Files
boost_unordered/doc/buckets.qbk
2006-04-30 15:00:11 +00:00

150 lines
6.0 KiB
Plaintext

[section:buckets The Data Structure]
The containers are made up of a number of 'buckets', each of which can contain
any number of elements. For example, the following
diagram shows an [classref boost::unordered_set unordered_set] with 7
buckets containing 5 elements, `A`, `B`, `C`, `D` and `E`
(this is just for illustrations, the containers have more buckets, even when
empty).
[$../diagrams/buckets.png]
In order to decide which bucket to place an element in, the container
applies `Hash` to the element (for maps it applies it to the element's `Key`
part). This gives a `std::size_t`. `std::size_t` has a much greater range of
values then the number of buckets, so that container applies another
transformation to that value to choose a bucket (in the case of
[classref boost::unordered_set] this is just the modulous of the number of
buckets).
If at a later date the container wants to find an element in the container
it just has to apply the same process to the element (or key for maps) to
discover which bucket to find it in.
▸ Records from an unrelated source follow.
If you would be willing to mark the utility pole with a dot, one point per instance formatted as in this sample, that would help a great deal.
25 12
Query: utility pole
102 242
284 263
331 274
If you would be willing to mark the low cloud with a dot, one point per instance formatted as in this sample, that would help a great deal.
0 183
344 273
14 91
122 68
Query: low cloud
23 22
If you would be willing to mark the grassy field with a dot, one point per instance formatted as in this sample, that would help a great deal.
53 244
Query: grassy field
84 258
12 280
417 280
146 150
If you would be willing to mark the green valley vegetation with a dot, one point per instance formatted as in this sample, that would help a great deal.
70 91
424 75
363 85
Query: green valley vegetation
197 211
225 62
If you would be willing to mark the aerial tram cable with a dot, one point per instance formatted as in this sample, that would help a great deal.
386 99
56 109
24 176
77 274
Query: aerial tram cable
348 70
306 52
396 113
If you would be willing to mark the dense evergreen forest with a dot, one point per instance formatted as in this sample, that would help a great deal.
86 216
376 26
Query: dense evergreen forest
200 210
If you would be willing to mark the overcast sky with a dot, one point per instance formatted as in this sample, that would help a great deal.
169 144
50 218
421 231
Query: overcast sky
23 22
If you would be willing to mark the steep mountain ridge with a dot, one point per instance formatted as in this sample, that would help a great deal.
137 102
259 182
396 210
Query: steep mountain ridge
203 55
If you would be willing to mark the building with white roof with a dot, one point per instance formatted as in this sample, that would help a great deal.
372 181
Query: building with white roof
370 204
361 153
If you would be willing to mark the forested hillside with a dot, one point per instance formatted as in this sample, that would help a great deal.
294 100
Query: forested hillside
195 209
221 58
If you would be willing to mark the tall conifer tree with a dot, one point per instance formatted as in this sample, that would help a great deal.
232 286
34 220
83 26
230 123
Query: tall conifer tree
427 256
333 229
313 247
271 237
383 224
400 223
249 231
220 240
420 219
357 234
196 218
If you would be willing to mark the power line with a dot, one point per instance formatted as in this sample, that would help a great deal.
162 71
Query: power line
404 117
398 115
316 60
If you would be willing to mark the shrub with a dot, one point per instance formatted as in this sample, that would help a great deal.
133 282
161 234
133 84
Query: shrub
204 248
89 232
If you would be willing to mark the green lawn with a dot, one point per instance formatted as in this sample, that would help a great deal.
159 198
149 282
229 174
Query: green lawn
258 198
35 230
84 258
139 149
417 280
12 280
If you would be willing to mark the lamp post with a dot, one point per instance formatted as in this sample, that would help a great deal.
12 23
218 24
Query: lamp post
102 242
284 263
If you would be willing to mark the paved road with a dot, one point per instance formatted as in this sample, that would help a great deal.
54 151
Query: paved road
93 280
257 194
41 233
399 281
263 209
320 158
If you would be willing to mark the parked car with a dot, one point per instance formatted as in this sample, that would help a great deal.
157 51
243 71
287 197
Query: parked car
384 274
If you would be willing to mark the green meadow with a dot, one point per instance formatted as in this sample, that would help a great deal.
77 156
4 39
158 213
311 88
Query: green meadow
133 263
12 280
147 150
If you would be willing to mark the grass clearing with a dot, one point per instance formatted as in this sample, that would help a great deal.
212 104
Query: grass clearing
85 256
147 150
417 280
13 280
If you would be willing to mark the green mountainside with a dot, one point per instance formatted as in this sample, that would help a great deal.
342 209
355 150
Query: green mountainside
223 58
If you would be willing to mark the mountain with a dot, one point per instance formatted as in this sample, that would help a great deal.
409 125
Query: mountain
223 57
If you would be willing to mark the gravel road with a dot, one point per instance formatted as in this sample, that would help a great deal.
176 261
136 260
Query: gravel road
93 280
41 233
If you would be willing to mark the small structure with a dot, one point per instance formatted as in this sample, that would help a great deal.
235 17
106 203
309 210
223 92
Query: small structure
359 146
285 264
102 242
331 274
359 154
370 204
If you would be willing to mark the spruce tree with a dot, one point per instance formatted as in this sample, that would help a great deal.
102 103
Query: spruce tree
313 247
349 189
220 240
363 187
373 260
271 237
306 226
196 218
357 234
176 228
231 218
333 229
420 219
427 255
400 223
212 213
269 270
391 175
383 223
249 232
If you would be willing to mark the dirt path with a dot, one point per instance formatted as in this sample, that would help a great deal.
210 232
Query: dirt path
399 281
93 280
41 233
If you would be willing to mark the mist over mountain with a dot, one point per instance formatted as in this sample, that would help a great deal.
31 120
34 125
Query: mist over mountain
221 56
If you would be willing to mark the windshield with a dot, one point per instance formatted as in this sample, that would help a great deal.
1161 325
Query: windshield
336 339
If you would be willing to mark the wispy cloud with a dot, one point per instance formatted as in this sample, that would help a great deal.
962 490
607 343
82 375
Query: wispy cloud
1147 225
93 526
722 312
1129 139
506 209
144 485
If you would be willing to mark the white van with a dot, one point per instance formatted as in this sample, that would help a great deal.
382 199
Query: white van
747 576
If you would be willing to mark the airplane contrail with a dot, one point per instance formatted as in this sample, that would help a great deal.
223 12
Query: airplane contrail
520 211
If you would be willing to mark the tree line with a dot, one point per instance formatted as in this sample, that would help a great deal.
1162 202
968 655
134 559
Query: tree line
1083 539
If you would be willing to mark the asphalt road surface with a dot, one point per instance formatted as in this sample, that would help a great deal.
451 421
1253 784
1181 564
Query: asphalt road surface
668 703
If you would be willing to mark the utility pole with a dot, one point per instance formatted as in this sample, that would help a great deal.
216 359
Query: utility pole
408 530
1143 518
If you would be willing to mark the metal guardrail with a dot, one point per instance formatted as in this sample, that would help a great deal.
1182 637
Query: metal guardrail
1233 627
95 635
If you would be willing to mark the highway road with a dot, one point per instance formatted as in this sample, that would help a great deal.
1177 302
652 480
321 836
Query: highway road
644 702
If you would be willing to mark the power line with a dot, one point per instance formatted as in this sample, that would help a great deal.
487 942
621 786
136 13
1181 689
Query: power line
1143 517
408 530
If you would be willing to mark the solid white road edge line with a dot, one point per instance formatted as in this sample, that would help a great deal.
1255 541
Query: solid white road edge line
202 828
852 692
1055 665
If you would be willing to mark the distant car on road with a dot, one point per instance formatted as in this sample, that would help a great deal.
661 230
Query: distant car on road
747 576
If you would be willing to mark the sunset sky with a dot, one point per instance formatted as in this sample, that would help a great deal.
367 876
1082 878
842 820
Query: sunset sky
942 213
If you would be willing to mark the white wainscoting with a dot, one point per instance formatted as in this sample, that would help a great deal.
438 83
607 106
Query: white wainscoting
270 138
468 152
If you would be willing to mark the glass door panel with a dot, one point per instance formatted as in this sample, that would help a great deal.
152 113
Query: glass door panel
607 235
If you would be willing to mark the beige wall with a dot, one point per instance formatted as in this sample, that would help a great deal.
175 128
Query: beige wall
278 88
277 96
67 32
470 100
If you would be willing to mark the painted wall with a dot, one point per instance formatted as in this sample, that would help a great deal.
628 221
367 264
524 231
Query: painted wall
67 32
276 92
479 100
This means that you only have to look at
the elements within a bucket when searching, and if the hash function has
worked well an evenly distributed the elements among the buckets, this should
be a small number.
You can see in the diagram that `A` & `D` have been placed in the same bucket.
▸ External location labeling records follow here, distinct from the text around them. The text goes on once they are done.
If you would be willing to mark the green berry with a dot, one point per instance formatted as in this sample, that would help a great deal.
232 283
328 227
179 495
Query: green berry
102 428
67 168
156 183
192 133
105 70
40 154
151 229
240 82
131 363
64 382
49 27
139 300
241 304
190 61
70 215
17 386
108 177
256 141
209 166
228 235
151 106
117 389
This means that when looking in this bucket, up to 2 comparison have to be
made, making searching slower. This is known as a collision. To keep things
fast we try to keep these to a minimum.
[table Methods for Accessing Buckets
[[Method] [Description]]
[
[``size_type bucket_count() const``]
[The number of buckets.]
]
[
[``size_type max_bucket_count() const``]
[An upper bound on the number of buckets.]
]
[
[``size_type bucket_size(size_type n) const``]
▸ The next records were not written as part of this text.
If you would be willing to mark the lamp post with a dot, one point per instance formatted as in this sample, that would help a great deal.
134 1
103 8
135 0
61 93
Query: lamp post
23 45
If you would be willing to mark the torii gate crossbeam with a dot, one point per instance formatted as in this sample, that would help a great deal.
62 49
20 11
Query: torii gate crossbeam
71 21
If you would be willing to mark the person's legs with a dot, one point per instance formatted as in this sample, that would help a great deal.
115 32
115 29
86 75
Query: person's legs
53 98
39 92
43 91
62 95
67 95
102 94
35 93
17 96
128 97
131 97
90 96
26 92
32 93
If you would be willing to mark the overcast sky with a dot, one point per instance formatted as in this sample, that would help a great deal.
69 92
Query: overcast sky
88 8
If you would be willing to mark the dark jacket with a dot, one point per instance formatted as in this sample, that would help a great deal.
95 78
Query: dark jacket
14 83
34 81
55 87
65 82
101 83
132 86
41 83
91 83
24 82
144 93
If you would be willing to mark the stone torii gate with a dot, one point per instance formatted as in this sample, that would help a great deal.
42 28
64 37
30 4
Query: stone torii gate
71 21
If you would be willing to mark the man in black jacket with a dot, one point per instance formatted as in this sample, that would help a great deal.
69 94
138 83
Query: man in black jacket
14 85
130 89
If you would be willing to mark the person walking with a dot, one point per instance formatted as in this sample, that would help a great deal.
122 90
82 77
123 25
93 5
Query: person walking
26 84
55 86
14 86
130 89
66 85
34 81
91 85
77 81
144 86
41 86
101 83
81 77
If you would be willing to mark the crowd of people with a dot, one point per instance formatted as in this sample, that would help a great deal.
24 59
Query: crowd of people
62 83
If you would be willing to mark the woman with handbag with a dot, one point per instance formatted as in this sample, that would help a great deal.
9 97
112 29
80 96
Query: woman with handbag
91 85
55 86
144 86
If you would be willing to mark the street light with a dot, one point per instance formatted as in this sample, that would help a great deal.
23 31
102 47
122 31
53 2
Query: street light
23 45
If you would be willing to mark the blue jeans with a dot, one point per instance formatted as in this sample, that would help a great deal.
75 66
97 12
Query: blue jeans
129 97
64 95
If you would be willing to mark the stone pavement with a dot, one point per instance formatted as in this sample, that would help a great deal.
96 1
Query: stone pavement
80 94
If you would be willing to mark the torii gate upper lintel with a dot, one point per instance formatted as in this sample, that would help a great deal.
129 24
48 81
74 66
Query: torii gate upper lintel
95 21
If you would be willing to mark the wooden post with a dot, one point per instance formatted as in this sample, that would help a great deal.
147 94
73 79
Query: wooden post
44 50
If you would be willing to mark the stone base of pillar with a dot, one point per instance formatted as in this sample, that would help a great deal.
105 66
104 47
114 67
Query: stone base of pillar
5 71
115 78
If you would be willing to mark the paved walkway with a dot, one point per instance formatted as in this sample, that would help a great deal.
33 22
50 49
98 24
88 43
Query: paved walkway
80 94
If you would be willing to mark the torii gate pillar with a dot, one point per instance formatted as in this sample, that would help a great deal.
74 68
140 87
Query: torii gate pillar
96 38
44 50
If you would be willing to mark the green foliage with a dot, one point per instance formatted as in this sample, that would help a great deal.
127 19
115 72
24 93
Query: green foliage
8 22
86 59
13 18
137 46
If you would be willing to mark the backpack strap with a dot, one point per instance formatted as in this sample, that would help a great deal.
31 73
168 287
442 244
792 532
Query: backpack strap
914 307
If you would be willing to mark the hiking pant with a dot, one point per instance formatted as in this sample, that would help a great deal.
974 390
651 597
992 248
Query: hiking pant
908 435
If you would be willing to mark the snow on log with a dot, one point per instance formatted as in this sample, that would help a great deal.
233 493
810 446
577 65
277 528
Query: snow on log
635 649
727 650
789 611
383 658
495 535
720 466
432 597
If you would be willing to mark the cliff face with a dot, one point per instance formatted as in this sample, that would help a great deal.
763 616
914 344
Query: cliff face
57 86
[The number of elements in bucket `n`.]
]
[
[``
local_iterator begin(size_type n);
local_iterator end(size_type n);
const_local_iterator begin(size_type n) const;
const_local_iterator end(size_type n) const;
``]
[Return begin and end iterators for bucket `n`.]
]
]
[h2 Controlling the number of buckets]
As more elements are added to an unordered associative container, the number
of elements in the buckets will increase causing performance to get worse. To
combat this the containers increase the bucket count as elements are inserted.
The standard gives you two methods to influence the bucket count. First you can
specify the minimum number of buckets in the constructor, and later, by calling
`rehash`.
The other method is the `max_load_factor` member function. This lets you
/hint/ at the maximum load that the buckets should hold.
The 'load factor' is the average number of elements per bucket,
the container tries to keep this below the maximum load factor, which is
initially set to 1.0.
`max_load_factor` tells the container to change the maximum load factor,
using your supplied hint as a suggestion.
The draft standard doesn't actually require the container to pay much attention
to this value. The only time the load factor is required to be less than the
maximum is following a call to `rehash`.
It is not specified anywhere how other member functions affect the bucket count.
But most implementations will invalidate the iterators whenever they change
the bucket count - which is only allowed when an
`insert` causes the load factor to be more than or equal to the maximum.
But it is possible to implement the containers such that the iterators are
never invalidated.
(TODO: This might not be right. I'm not sure what is allowed for
std::unordered_set and std::unordered_map when insert is called with enough
elements to exceed the maximum, but the maximum isn't exceeded because
the elements are already in the container)
(TODO: Ah, I forgot about local iterators - rehashing must invalidate ranges
made up of local iterators, right?).
This all sounds quite gloomy, but it's not that bad. Most implementations
will probably respect the maximum load factor hint. This implementation
certainly does.
[table Methods for Controlling Bucket Size
[[Method] [Description]]
[
[``float load_factor() const``]
[The average number of elements per bucket.]
]
[
[``float max_load_factor() const``]
[Returns the current maximum load factor.]
]
[
[``float max_load_factor(float z)``]
[Changes the container's maximum load factor, using `z` as a hint.]
]
[
[``void rehash(size_type n)``]
[Changes the number of buckets so that there at least n buckets, and
so that the load factor is less than the maximum load factor.]
]
]
[h2 Rehash Techniques]
If the container has a load factor much smaller than the maximum, `rehash`
might decrease the number of buckets, reducing the memory usage. This isn't
guaranteed by the standard but this implementation will do it.
When inserting many elements, it is a good idea to first call `rehash` to
make sure you have enough buckets. This will get the expensive rehashing out
of the way and let you store iterators, safe in the knowledge that they
won't be invalidated. If you are inserting `n` elements into container `x`,
you could first call:
x.rehash((x.size() + n) / x.max_load_factor() + 1);
If you want to stop the table from ever rehashing due to an insert, you can
set the maximum load factor to infinity (or perhaps a load factor that it'll
never reach - say `x.max_size()`. As you can only give a 'hint' for the maximum
load factor, this isn't guaranteed to work. But again, it'll work in this
implementation. (TODO: If an unordered container with infinite load factor
is copied, bad things could happen. So maybe this advice should be removed. Or
maybe the implementation should cope with that).
If you do this and want to make the container rehash, `rehash` will still work.
But be careful that you only ever call it with a sufficient number of buckets
- otherwise it's very likely that the container will decrease the bucket
count to an overly small amount.
[endsect]